L’errore comincia con le presidenze Clinton all’indomani della fine della Guerra fredda: gli Usa immaginano di potere consolidare l’egemonia unipolare conquistata attraverso la globalizzazione. Produzione, commercio, comunicazione, scambi tecnologici non devono più avere confini: in questo modo il resto del mondo sarà assorbito nel sistema occidentale dal punto di vista sia economico-finanziario che politico-ideologico. Sarebbe stato il trionfo del soft power dell’Occidente.

Non è andata assolutamente così: la globalizzazione ha favorito l’emergere della superpotenza autocratica cinese, che si è appropriata di tecnologie e mercati nel mentre che manteneva la propria autonomia dal punto di vista politico e ideologico. Come ha scritto Alexander Del Valle, «La grande vincitrice (della globalizzazione – ndt) è la Cina, che vìola  le regole dell’Omc, saccheggia le tecnologie occidentali, strumentalizza il revanscismo del suo alleato russo e prepara la sua dominazione planetaria ai danni dell’America. La Cina e l’Asia sono portatrici di una mondializzazione de-ideologizzata e de-occidentalizzata».

Potenza militare e soft power

L’amministrazione Biden, come già prima di lei la presidenza Trump, ha preso atto del fatto che la globalizzazione non ha prodotto l’americanizzazione del mondo, ma ha creato un contesto di competizione spietata fra grandi e medie potenze (oltre alla Cina e alla Russia ci sono l’India, la Turchia, l’Iran, l’Arabia Saudita, ecc.). È convinta di poter uscire vincitrice dalla nuova Guerra fredda multipolare con una combinazione di potenza militare (Nato in Europa e Aukus-Quad in Asia) e di soft power (rivoluzioni arancioni, lavorìo della Open Society di Soros e Summit for Democracy per minare dall’interno le autocrazie). Ma non può funzionare.

In Europa come in Asia, gli americani non possono manovrare un compatto fronte anticinese e antirusso: in Asia possono contare su Giappone e Australia, alleati organici di vecchia data, ma gli altri partner regionali corteggiati – India, Filippine, Vietnam, Indonesia – non possono spingere l’ostilità alla Cina (che pure crea loro molti problemi marittimi) oltre una certa soglia, perché di tutti questi paesi la Cina è il primo partner commerciale e importante investitore; lo stesso dicasi in Europa per quanto riguarda la Russia: gli Usa possono contare sul supporto inflessibile di quasi tutti i paesi dell’Europa dell’Est nel braccio di ferro con Mosca, più la Gran Bretagna; ma non su quello di Germania, Francia, Italia e Spagna, che per motivi politici (Francia), politico-economici (Germania) ed economici (Italia e Spagna) non hanno interesse ad alzare i toni con la Russia.

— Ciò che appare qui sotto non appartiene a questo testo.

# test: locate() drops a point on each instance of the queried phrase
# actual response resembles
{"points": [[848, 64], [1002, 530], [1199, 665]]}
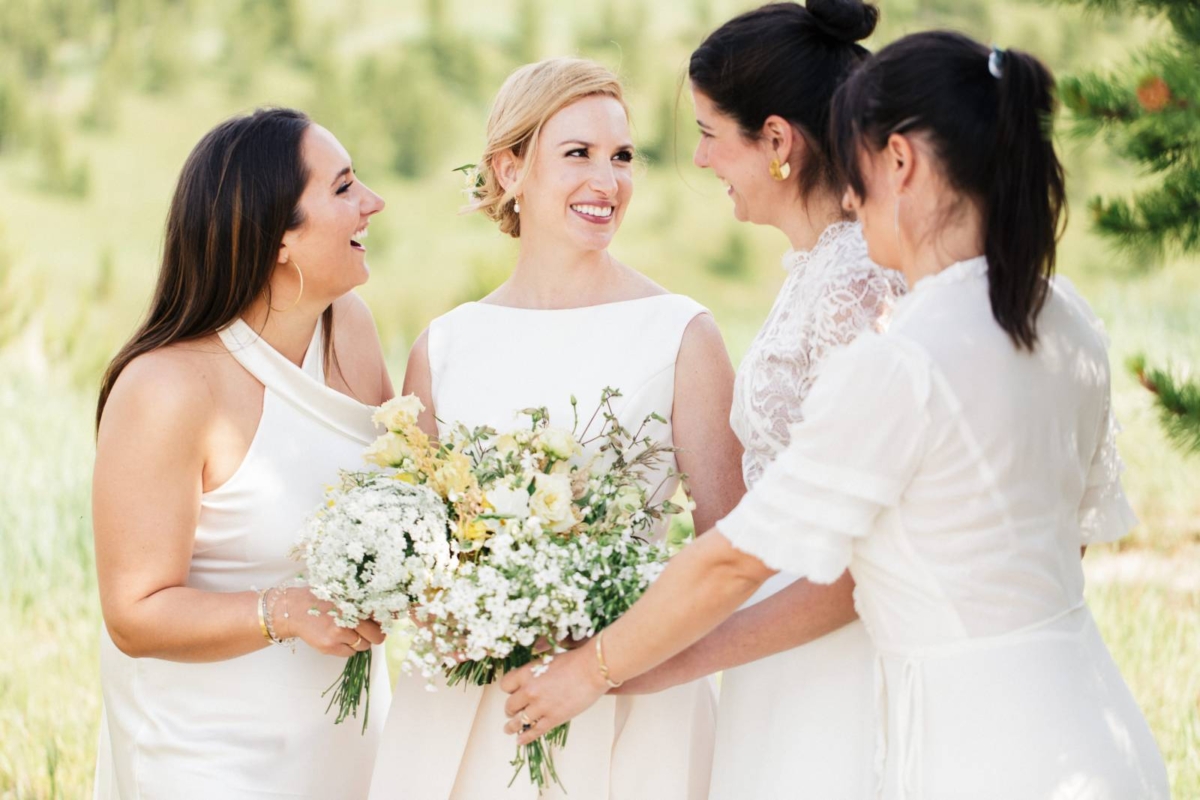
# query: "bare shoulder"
{"points": [[171, 386], [702, 338]]}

E per quanto riguarda la Cina, in Europa Biden è ancora più scornato: a seguirlo al cento per cento c’è solo la Repubblica Ceca, tutti gli altri non vogliono o non possono allentare i rapporti intrattenuti con Pechino (come dimostra l’accordo sugli investimenti fra Ue e Cina, approvato alla chetichella prima che Biden entrasse in carica).

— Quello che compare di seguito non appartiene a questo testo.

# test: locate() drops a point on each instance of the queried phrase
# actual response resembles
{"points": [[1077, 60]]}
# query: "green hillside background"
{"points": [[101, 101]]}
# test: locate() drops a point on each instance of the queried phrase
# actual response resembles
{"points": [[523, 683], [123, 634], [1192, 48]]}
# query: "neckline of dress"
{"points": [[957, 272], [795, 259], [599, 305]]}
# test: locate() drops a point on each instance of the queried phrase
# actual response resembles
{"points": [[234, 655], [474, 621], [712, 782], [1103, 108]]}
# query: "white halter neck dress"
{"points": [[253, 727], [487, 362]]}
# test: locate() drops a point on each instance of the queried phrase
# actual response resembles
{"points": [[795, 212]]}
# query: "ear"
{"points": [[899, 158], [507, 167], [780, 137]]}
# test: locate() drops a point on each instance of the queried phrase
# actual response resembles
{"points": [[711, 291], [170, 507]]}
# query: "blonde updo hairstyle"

Con il woke l’occidente è più debole

Sul piano ideologico, infine, la politica del soft power americano è fallimentare: aver allargato i tradizionali valori liberaldemocratici ai contenuti dell’ideologia woke indebolisce la forza di penetrazione ideologica occidentale presso la altre civiltà. Se fino a ieri le varie autocrazie potevano centrare la loro propaganda sullo slogan che le libertà occidentali erano solo la foglia di fico che copriva l’imperialismo americano, oggi possono con valide ragioni obiettare che nessuna civiltà può sopravvivere alla combinazione di diritti individuali assolutizzati e soggettività politica identitaria (le donne, i neri, i transessuali, i gay, gli indigeni, i musulmani, ecc.) che gli Usa hanno abbracciato, promuovono con un certo successo nel resto dell’Occidente e vorrebbero esportare in tutto il mondo.

Tutti gli altri attori della competizione multipolare hanno scelto una forma di nazionalismo, che garantisce quella coesione che l’ideologia woke mette a repentaglio: nazionalismo cristiano-ortodosso la Russia, nazionalismo induista l’India, nazionalismo islamico sunnita o sciita rispettivamente la Turchia e  l’Iran, nazionalismo comunista la Cina.

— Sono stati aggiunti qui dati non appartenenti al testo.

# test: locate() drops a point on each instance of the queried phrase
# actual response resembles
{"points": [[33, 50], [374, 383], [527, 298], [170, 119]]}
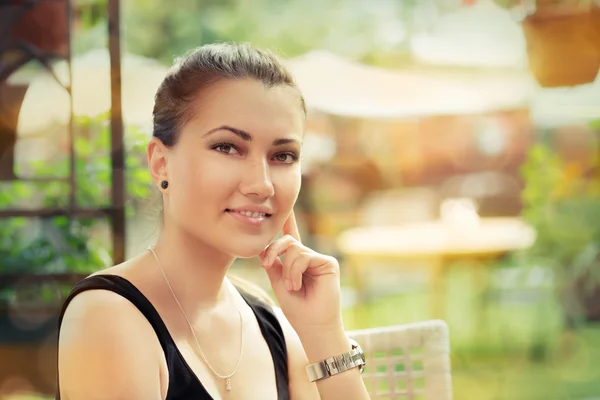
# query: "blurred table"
{"points": [[437, 242]]}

La Russia tra le braccia della Cina

Premesso tutto questo, a “Che tempo che fa” hanno fatto bene a mostrare la foto di Vladimir Putin sorridente in compagnia di Xi Jinping all’apertura delle Olimpiadi invernali di Pechino: pretendere di erodere posizioni contemporaneamente a Russia e Cina, oggi ha come risultato quello di spingere sempre più la Russia nelle braccia della Cina; mentre l’obiettivo dovrebbe essere quello di allentare l’amplesso, al fine di ottenere la neutralità, se non addirittura l’alleanza di Mosca nell’azione di contenimento di Pechino.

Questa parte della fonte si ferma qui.